#13263
Di Vita
Participant

Interestingly, your remark (relevance of islands of stability to nuclear fusion) has been put forward many years ago by a friend of mine , a nuclear engineer who worked with me on nuclear fusion in Italy. Then, I am going to repeat here my old answer.

Chaos – i.e. strong dependence on initial conditions- affects even relatively simple systems, like the triple pendulum, which are described by few degrees of freedom (like the Euler angles in mechanics, or the voltage in a Van Der Pol oscillator, etc.). Islands of stability actually occur in chaotic systems, like those investigated by Feigenbaum and others.

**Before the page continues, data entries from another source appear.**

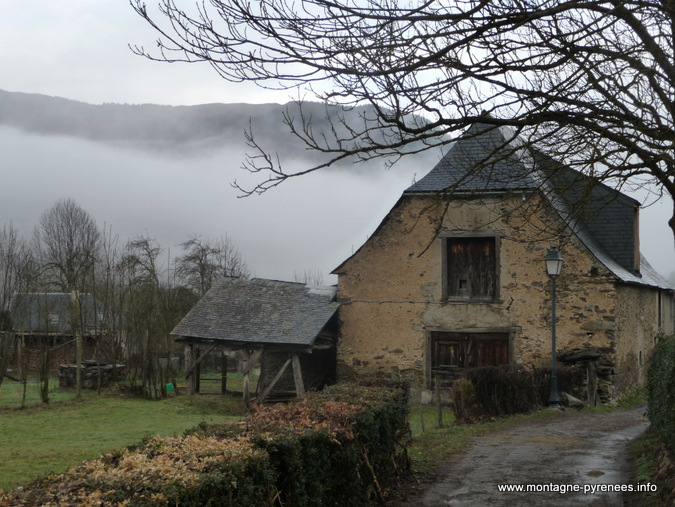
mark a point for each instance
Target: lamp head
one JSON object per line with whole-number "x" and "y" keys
{"x": 553, "y": 262}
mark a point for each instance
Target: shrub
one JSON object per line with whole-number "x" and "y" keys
{"x": 337, "y": 448}
{"x": 661, "y": 391}
{"x": 498, "y": 391}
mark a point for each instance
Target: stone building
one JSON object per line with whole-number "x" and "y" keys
{"x": 454, "y": 276}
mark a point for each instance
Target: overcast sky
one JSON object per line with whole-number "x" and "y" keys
{"x": 78, "y": 49}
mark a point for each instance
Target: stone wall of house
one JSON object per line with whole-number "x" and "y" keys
{"x": 637, "y": 325}
{"x": 392, "y": 290}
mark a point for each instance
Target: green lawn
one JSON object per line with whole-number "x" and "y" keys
{"x": 41, "y": 439}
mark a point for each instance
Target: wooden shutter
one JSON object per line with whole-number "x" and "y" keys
{"x": 471, "y": 268}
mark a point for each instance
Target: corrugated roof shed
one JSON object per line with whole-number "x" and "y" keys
{"x": 239, "y": 311}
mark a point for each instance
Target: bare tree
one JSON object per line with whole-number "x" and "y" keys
{"x": 206, "y": 260}
{"x": 591, "y": 84}
{"x": 68, "y": 243}
{"x": 17, "y": 272}
{"x": 14, "y": 262}
{"x": 152, "y": 309}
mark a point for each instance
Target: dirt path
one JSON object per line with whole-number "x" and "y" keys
{"x": 574, "y": 448}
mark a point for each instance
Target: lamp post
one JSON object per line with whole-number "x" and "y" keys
{"x": 553, "y": 267}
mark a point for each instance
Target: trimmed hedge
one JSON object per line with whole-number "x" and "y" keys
{"x": 661, "y": 391}
{"x": 498, "y": 391}
{"x": 341, "y": 447}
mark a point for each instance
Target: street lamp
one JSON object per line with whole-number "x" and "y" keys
{"x": 553, "y": 267}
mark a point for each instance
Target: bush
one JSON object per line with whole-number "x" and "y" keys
{"x": 661, "y": 391}
{"x": 337, "y": 448}
{"x": 498, "y": 391}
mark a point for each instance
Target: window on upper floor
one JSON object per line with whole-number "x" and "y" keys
{"x": 471, "y": 268}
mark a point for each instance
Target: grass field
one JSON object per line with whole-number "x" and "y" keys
{"x": 39, "y": 439}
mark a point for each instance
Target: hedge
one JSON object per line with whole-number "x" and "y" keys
{"x": 661, "y": 391}
{"x": 341, "y": 447}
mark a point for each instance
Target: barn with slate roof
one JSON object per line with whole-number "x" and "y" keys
{"x": 454, "y": 276}
{"x": 290, "y": 329}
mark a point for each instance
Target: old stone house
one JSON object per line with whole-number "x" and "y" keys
{"x": 454, "y": 276}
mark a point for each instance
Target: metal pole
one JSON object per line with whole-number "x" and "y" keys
{"x": 554, "y": 398}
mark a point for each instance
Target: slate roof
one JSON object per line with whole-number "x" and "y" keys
{"x": 51, "y": 312}
{"x": 239, "y": 311}
{"x": 488, "y": 160}
{"x": 502, "y": 165}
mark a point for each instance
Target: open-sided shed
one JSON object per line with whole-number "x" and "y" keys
{"x": 290, "y": 328}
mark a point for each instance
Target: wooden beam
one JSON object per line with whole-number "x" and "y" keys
{"x": 297, "y": 377}
{"x": 199, "y": 359}
{"x": 269, "y": 388}
{"x": 251, "y": 361}
{"x": 190, "y": 379}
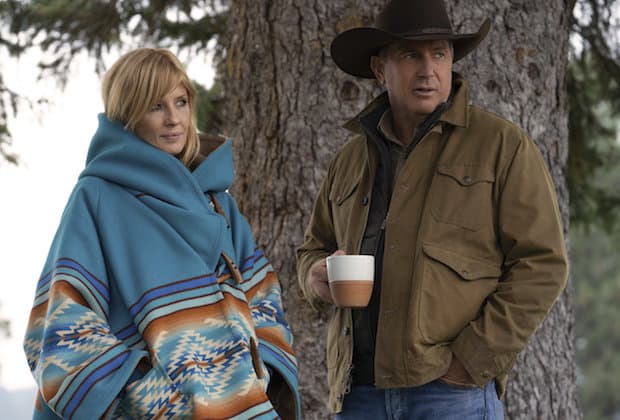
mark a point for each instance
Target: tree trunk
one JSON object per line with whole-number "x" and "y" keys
{"x": 286, "y": 102}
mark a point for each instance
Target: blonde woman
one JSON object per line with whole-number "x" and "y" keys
{"x": 154, "y": 300}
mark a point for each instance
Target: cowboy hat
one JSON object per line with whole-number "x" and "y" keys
{"x": 417, "y": 20}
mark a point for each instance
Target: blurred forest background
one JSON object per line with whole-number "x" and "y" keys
{"x": 64, "y": 28}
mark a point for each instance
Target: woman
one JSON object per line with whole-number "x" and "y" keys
{"x": 154, "y": 300}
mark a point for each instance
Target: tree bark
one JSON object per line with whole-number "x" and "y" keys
{"x": 286, "y": 102}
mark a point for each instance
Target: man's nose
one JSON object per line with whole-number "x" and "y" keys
{"x": 172, "y": 116}
{"x": 426, "y": 66}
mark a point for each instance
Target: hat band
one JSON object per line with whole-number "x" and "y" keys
{"x": 427, "y": 31}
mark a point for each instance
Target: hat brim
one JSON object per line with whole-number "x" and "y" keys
{"x": 351, "y": 50}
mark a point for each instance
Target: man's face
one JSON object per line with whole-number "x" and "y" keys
{"x": 416, "y": 74}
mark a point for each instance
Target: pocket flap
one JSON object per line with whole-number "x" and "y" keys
{"x": 466, "y": 267}
{"x": 467, "y": 174}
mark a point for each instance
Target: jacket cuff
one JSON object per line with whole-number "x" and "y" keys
{"x": 482, "y": 363}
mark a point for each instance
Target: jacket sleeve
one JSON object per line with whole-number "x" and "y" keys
{"x": 534, "y": 272}
{"x": 79, "y": 365}
{"x": 319, "y": 239}
{"x": 264, "y": 295}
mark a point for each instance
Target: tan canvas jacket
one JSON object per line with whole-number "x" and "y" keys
{"x": 474, "y": 250}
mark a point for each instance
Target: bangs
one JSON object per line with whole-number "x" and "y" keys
{"x": 154, "y": 79}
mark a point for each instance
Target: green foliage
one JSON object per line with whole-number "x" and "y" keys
{"x": 596, "y": 272}
{"x": 594, "y": 98}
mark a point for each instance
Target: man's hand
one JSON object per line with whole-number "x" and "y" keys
{"x": 317, "y": 279}
{"x": 457, "y": 375}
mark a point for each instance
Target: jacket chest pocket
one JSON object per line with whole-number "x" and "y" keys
{"x": 345, "y": 211}
{"x": 462, "y": 195}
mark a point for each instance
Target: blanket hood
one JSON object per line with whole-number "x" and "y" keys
{"x": 117, "y": 155}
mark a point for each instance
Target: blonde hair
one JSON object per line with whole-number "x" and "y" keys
{"x": 137, "y": 81}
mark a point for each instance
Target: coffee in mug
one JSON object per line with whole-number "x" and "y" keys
{"x": 350, "y": 279}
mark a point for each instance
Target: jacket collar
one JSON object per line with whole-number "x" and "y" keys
{"x": 456, "y": 114}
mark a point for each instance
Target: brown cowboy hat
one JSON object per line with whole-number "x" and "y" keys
{"x": 417, "y": 20}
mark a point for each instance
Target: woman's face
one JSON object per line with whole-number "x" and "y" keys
{"x": 165, "y": 125}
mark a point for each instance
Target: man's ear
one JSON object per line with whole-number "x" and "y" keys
{"x": 376, "y": 65}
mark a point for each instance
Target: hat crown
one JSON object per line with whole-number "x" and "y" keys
{"x": 408, "y": 17}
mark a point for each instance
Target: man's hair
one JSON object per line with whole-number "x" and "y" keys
{"x": 138, "y": 80}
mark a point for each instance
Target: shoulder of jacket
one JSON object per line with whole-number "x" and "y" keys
{"x": 351, "y": 156}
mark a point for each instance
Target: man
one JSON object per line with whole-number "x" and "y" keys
{"x": 458, "y": 209}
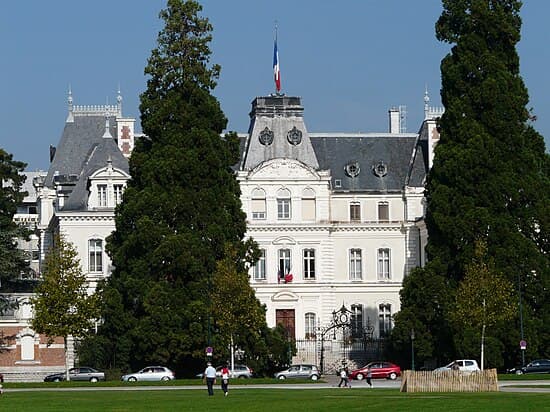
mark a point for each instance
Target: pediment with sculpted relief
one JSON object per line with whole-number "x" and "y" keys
{"x": 283, "y": 168}
{"x": 284, "y": 296}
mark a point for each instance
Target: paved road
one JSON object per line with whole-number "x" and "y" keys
{"x": 505, "y": 386}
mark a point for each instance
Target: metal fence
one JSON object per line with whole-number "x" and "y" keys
{"x": 332, "y": 354}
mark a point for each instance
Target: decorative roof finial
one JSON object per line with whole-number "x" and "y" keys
{"x": 119, "y": 101}
{"x": 70, "y": 117}
{"x": 426, "y": 103}
{"x": 107, "y": 134}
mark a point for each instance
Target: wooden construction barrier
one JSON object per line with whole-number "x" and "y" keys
{"x": 449, "y": 381}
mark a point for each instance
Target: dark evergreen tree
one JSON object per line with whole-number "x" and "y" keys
{"x": 181, "y": 210}
{"x": 12, "y": 259}
{"x": 490, "y": 177}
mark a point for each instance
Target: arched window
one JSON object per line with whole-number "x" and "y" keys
{"x": 258, "y": 206}
{"x": 355, "y": 264}
{"x": 355, "y": 212}
{"x": 383, "y": 211}
{"x": 283, "y": 204}
{"x": 95, "y": 255}
{"x": 259, "y": 267}
{"x": 310, "y": 326}
{"x": 27, "y": 347}
{"x": 308, "y": 204}
{"x": 384, "y": 266}
{"x": 384, "y": 319}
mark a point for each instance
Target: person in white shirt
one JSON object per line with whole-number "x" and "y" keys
{"x": 210, "y": 378}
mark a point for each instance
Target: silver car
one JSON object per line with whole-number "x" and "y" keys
{"x": 300, "y": 371}
{"x": 150, "y": 373}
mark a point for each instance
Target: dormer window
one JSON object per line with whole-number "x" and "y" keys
{"x": 102, "y": 195}
{"x": 117, "y": 190}
{"x": 380, "y": 169}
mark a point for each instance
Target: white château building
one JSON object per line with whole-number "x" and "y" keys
{"x": 339, "y": 217}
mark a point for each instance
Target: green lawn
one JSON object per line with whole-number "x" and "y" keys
{"x": 279, "y": 399}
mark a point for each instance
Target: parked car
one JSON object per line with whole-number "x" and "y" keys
{"x": 150, "y": 373}
{"x": 300, "y": 371}
{"x": 536, "y": 366}
{"x": 464, "y": 365}
{"x": 379, "y": 369}
{"x": 83, "y": 373}
{"x": 239, "y": 371}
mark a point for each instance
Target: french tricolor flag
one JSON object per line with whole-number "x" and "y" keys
{"x": 276, "y": 70}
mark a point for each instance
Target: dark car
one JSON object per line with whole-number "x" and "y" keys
{"x": 536, "y": 366}
{"x": 385, "y": 370}
{"x": 83, "y": 373}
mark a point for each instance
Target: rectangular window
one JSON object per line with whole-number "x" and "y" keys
{"x": 258, "y": 209}
{"x": 308, "y": 209}
{"x": 283, "y": 208}
{"x": 355, "y": 264}
{"x": 259, "y": 267}
{"x": 284, "y": 263}
{"x": 95, "y": 253}
{"x": 102, "y": 195}
{"x": 384, "y": 319}
{"x": 309, "y": 263}
{"x": 118, "y": 189}
{"x": 384, "y": 264}
{"x": 356, "y": 321}
{"x": 383, "y": 212}
{"x": 355, "y": 212}
{"x": 310, "y": 327}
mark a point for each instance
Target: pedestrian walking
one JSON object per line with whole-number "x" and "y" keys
{"x": 225, "y": 380}
{"x": 210, "y": 378}
{"x": 369, "y": 377}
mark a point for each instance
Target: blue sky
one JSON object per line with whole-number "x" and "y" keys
{"x": 350, "y": 61}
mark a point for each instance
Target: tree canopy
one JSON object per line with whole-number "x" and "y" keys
{"x": 12, "y": 259}
{"x": 490, "y": 176}
{"x": 181, "y": 210}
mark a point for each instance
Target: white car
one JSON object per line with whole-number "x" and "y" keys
{"x": 150, "y": 373}
{"x": 464, "y": 365}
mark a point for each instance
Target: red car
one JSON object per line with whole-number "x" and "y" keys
{"x": 378, "y": 370}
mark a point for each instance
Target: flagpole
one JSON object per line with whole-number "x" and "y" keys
{"x": 276, "y": 68}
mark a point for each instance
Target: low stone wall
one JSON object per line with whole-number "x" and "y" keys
{"x": 449, "y": 381}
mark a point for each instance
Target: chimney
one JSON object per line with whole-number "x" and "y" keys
{"x": 394, "y": 115}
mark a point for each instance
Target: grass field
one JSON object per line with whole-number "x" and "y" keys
{"x": 244, "y": 399}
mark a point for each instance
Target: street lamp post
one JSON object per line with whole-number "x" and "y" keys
{"x": 412, "y": 349}
{"x": 521, "y": 320}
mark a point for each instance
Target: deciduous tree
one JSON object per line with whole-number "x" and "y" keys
{"x": 62, "y": 305}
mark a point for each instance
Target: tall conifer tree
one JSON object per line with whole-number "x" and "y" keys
{"x": 181, "y": 210}
{"x": 12, "y": 259}
{"x": 490, "y": 177}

The trouble with plasmas is that they are usually turbulent, not just chaotic. Turbulence implies the coexistence of many modes, each one with its own wawelength and phase. These wavelengths and phases are degrees of freedom. Thus, we may say that turbulence involves many degrees of freedom, while chaos may invove few of them.

In plasmas as well as in ordinary fluids, turbulence may be the outcome of instabilitites affecting an initial, non-turbulent (i.e. laminar) configuration.

This is why turbulence cannot be neglected in Dense Plasma Focus: the latter exploits a succession of spontaneously occurring instabilities, rather than suppressing them.

Moreover, this is also the very reason of the attractiveness of Dense Plasma Focus: turbulence suppression e.g. in tokamaks requires huge, stabilising magnetic fields, and the magnets are themselves a non-trivial engineering issue. Such expensive devices are useless in the Dense Plasma Focus approach to fusion, which, if confirmed, will turn out to be by far the cheapest way to ‘make fusion’.

In a nutshell:
a) the Dense Plasma Focus is relatively cheap because it allows turbulence to occur;
b) as you have correctly stated, chaos allows islands of stability to exist;
but unfortunately
c) turbulence does not require chaos.

Ironically, islands of stability exist in tokamaks. The magnetic field lines give birth to something like knots in the wood, which appear in a Poincarè map of the magnetic field as islands in a chaotic sea. (This is due to the fact that the field lines obey a system of weakly-non-Hamiltonian equations, where Kolmogorov-Arnold-Moser theorem applies). From a practical point of view, however, such islands are a nightmare, as they allow electrons to surf all around them. As a consequence, they raise transport coefficients and lower the confinement time.

In analogy to what happens in fluid dynamics, scaling laws provide useful insight in turbulent plasmas. My work aimed at pointing out those scaling laws which are relevant to the evolution of the plasma in a Dense Plasma Focus. I have tried to compare Lerner’s predictions to what is obtained from currently accepted scaling laws (Remarkably, Lerner’s original papers never refer to the plasma as to a chaotic system).

In my opinion, such laws contradict Lerner’s predictions and prevent break-even, unless some conditions are satisfied (see the paper for further discussion). To be honest, however, I should add that published scaling laws do not apply exactly to LPPX plasmas, so that some uncertainty still remains.

This is not to say that Lerner’s research is not to be funded. In contrast, I think it deserves careful attention (and suitable funding), as even a failure can teach useful lessons. And in Lerner’s case, such lessons could be much, much cheaper than in case of failure of ITER or NIF.